The Top Selling Fantasy books at Amazon.com
Take clues from what others in the fantas community are reading and buying

The Most Significant SF & Fantasy Books of the Last 50 Years



I ran across this list of books in the science fiction book club listings and thought it was pretty interesting. I just had to take a look and see how many of them I read and how I felt about their listing. The first thing that struck me was how they call these books “The Most Significant” which is an interesting way to phrase it. It leaves a lot of latitude and leaves it open to interpretation. Does it mean sales? Impact? Theme? etc. etc.

I guess it is a pretty tough task to compile a list like this because there are always going to be criticisms. For the most part I agree with the list and there were some things I was glad to see.

The Lord of the Rings is of course Number one and rightfully so. Riverworld by Philip Jose Farmer barely squeaked onto the list at 50. I could disagree with this but at least it’s on the list. Harry Potter and the Philosophers Stone came in at 26 and as much as I am not a big fan of Harry Potter I have to think that if the operative qualification here is “Significant” then this book should be higher on the list. It seems to have taken a whole generation by storm.

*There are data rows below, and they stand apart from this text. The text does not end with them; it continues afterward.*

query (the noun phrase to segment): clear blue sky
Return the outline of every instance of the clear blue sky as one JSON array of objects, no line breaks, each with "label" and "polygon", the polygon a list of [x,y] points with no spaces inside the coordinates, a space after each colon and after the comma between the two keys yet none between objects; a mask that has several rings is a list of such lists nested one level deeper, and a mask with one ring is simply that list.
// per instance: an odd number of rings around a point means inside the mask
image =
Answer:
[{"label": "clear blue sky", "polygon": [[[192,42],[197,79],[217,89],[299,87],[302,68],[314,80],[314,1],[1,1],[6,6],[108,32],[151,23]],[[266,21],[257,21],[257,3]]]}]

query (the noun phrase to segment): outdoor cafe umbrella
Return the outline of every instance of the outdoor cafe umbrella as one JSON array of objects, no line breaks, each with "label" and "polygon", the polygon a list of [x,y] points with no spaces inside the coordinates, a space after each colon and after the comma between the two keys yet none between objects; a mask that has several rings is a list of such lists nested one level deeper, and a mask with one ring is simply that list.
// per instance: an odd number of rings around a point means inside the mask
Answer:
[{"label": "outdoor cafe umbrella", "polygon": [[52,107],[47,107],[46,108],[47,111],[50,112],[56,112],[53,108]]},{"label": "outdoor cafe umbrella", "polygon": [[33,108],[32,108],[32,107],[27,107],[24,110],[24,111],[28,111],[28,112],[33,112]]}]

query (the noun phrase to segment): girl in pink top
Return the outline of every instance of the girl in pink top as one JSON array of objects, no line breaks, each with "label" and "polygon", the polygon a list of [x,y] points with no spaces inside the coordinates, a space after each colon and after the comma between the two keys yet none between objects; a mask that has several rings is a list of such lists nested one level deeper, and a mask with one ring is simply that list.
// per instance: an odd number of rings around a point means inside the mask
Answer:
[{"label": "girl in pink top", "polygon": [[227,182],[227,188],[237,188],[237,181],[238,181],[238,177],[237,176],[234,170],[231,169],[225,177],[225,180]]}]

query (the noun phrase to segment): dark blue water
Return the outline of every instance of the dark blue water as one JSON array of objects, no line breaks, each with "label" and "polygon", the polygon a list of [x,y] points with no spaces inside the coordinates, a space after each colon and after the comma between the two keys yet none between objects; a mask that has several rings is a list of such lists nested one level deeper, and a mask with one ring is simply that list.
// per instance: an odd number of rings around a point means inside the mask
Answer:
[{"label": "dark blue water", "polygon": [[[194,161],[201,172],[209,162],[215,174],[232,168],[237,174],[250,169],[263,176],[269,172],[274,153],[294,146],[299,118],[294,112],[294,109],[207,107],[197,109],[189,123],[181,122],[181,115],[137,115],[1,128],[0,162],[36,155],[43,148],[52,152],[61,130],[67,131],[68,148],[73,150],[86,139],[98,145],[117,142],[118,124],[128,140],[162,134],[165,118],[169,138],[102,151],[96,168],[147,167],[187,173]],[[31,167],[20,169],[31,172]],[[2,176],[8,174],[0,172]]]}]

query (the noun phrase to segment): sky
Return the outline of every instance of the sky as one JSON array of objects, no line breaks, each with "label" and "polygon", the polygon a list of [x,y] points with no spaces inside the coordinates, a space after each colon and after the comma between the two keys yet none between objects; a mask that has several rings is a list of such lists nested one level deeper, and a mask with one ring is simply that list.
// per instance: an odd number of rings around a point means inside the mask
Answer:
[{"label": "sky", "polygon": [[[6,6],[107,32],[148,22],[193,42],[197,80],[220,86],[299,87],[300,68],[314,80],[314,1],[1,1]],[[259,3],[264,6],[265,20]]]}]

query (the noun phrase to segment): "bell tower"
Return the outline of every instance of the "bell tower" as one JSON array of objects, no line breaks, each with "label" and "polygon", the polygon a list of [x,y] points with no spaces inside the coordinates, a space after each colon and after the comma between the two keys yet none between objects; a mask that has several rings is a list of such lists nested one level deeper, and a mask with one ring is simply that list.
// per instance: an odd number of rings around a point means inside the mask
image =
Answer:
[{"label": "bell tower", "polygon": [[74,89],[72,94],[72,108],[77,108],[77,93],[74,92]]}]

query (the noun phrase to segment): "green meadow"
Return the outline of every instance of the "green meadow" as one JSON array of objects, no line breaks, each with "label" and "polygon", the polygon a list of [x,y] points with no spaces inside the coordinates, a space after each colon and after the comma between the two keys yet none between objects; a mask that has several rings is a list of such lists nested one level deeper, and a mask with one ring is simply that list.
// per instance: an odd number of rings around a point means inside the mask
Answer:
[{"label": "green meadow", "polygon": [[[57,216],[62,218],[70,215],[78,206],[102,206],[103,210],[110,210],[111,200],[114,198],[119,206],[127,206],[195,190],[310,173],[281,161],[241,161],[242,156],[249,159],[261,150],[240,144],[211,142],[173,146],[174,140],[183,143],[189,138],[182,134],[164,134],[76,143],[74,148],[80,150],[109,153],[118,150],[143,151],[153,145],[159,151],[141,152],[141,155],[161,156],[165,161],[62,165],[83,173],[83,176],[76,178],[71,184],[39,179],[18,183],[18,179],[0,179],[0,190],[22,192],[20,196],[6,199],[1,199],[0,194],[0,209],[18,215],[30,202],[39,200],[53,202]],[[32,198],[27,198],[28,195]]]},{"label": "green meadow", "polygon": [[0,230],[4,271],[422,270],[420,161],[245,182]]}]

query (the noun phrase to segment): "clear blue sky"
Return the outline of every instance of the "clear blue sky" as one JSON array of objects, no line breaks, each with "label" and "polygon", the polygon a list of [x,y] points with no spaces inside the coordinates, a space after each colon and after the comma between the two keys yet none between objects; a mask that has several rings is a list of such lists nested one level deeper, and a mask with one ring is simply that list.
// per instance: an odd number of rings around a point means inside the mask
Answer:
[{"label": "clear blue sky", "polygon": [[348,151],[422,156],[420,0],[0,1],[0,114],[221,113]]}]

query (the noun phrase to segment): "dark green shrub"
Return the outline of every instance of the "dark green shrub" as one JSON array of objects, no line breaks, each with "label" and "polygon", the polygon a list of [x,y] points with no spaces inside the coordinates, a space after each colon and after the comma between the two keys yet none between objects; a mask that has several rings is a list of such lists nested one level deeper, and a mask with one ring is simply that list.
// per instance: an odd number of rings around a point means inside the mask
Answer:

Fantasy books are reasonably well represented in the list with A Wizard of Earthsea in 5th place -and deservedly so. The First Chronicles of Thomas Covenant come in at 23rd which is great. It’s a maginificent series of books.

A few other notables: Dragonflight is 21 and the Sword of Shannara is 48.

There is one thing that surprised me about the fantasy books on this list. With the exception of Harry Potter not one single fantasy book is less than 20 years old! We haven’t had a significant fantasy work in 20 years? What does this say about the genre? Is it a used up genre just swallowing itself in repetitions of the same old cliches?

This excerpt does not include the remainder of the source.